À Québec les poubelles parlent
À Québec les poubelles hurlent
toi quelqu’un paie tes taxes ferme ta gueule
le Sacré-Cœur des milliardaires veille sur toi
sors-toi ça de la tête
t’es pas dominé, t’es pas aliéné
les assistés de luxe sont les grands hommes du siècle
perds ta job tu seras marqué au fer rouge
CHÔMEUR B.S. POUILLEUX DE PARASITE
propriété de l’État qui toujours sert les mêmes
et hop! une augmentation pour la mafia médicale
congé de taxes pour des entreprises à paradis tropicaux
rien de trop beau pour les as du détournement de fonds publics
mais toi pauvre poire sois heureux si tu reçois leurs miettes
t’es rien mets-toi bien ça dans la caboche toi quelqu’un t’es
RIEN RIEN T’ES RIEN!
les trottoirs mouillés de pluie n’enregistrent pas ta présence
tes désirs tes amours tes deuils les pharmaceutiques t’en guériront
t’es rien RIEN!
t’as pas des tendresses comme dans télé comme dans les films
ça sait aimer eux autres sous des draps tissés de larmes
les Desmarais savent s’y prendre eux! te baisent bien eux!
avec la complicité démocrate des politiciens à claquettes
toi quelqu’un on te bourre la cervelle « Sois honteux! »
tu l’as bien vu, t’es coupable sur toutes les chaînes de télé
serre-toi la ceinture tu coûtes cher mon câlice
le calice fleurit dans tes déjections de larmes
vis écrasé dans tes infériorités immuables
partis clubs privés saintes cliques saintes claques!

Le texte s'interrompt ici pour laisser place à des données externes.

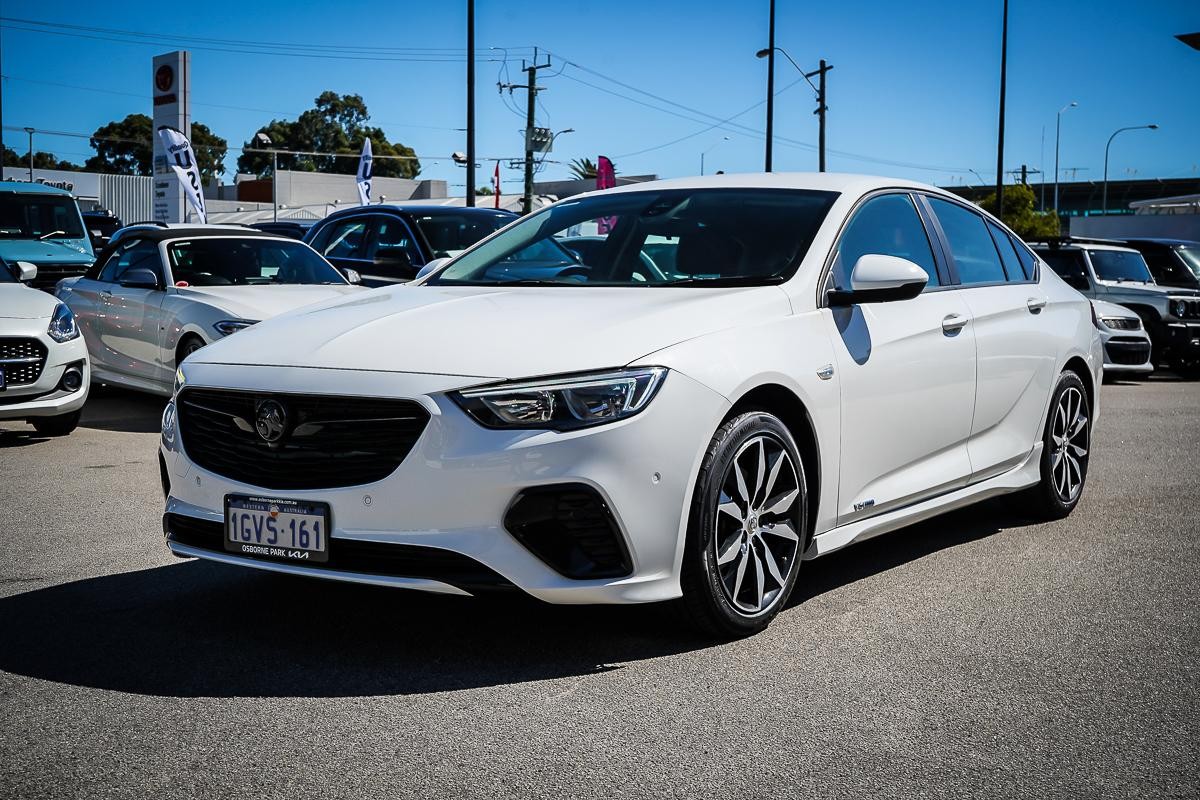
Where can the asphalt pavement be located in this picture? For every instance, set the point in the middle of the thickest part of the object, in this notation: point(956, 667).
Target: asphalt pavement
point(975, 655)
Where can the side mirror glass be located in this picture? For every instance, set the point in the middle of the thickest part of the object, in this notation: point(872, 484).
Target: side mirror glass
point(881, 278)
point(436, 264)
point(139, 280)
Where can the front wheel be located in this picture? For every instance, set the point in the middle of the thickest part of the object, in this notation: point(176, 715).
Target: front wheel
point(747, 528)
point(1067, 440)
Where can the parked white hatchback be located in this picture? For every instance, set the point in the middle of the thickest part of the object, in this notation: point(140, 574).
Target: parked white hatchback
point(43, 361)
point(813, 360)
point(160, 293)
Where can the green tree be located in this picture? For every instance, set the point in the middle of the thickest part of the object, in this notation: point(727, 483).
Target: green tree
point(585, 169)
point(126, 148)
point(337, 124)
point(1019, 214)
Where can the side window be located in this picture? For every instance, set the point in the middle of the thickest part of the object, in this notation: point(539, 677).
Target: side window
point(343, 239)
point(883, 226)
point(1069, 266)
point(138, 254)
point(1007, 253)
point(971, 246)
point(394, 242)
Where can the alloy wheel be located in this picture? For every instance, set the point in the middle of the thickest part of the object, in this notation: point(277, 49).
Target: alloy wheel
point(756, 541)
point(1069, 444)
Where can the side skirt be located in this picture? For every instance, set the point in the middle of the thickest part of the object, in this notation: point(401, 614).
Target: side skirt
point(1021, 476)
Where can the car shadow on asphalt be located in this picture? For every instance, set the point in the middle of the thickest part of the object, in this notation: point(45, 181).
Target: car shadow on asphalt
point(123, 410)
point(197, 629)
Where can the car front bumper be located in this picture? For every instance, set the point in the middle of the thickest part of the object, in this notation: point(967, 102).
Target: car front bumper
point(455, 488)
point(45, 397)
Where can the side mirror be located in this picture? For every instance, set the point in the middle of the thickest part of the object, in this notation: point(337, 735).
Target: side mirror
point(139, 280)
point(436, 264)
point(881, 278)
point(25, 271)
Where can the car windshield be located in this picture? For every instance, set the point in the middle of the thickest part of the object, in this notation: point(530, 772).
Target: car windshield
point(1120, 265)
point(449, 234)
point(36, 216)
point(1191, 256)
point(233, 260)
point(667, 238)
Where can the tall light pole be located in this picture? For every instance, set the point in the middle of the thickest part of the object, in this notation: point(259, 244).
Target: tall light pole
point(703, 152)
point(771, 85)
point(30, 132)
point(767, 53)
point(1057, 137)
point(1104, 205)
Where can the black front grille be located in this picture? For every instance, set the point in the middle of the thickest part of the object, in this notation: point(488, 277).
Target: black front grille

les sacrées piastres t’aiment à genoux
l’Église t’en fais pas idem qu’en dise François
les abus sexuels c’est pas des prurits à détraqués
les armées ça viole toujours pour briser les vaincus
la vertu fut une arme dont on perça ton flanc
mais toi tout te condamne saligaud tous les catéchismes
leurs économistes pornographes te l’auront bien dit :
ça suffit pas te mutiler t’enculer non plus tu dois consentir!
en épargnant à petits sous on devient un Beaudoin
mais toi l’andouille sans calculette dans le ciboulot
t’es inculte t’es sale tu pues
t’es irresponsable, mon hostie, faut te dompter
ferme-les tes quenœils, piquer c’est pas toujours voler
ton restant d’âme certain on te le fera dégorger
comme ton cœur qui bat
ton cœur qui bat si faiblement
*
À Québec les poubelles parlent
À Québec les poubelles hurlent
l’infâme credo de tes devoirs fustige tes mains
Émergent en nous au milieu de nous des esclavages inédits
des bouffons malpropres étendent leur règne
les vautours lorgnent l’adolescente qui hante le centre-ville
qui quête qui se vend
on veut pas, toi quelqu’un, surtout pas que tu la voies
de toute façon c’est sa faute
à elle à ses parents à sa classe aux pas de classe
même si les classes sociales ça n’existe pas
En définitive écoutes-tu toi quelqu’un? écoute don’!
les sangsues guettent le plasma de ton sang
faque sois rien, contenté d’être rien
toujours souriant au soleil des autres
sois vaillant pis chiale pas
admiratif devant les matérialisations de la haine
Et c’est devant ça qu’on s’écrase?
Leur monde est à prendre
Il fut toujours nôtre
Nous fûmes toujours siens
Péter un parebrise de la Brink’s est un acte sacré
Dans le monde recouvré nous trouverons notre véritable visage
Quand deviendrons-nous enfin réels dans notre humanité?
Des mots pour dire tout haut ce qu’il faut réfléchir, d’abord individuellement puis inévitablement, en tant que société.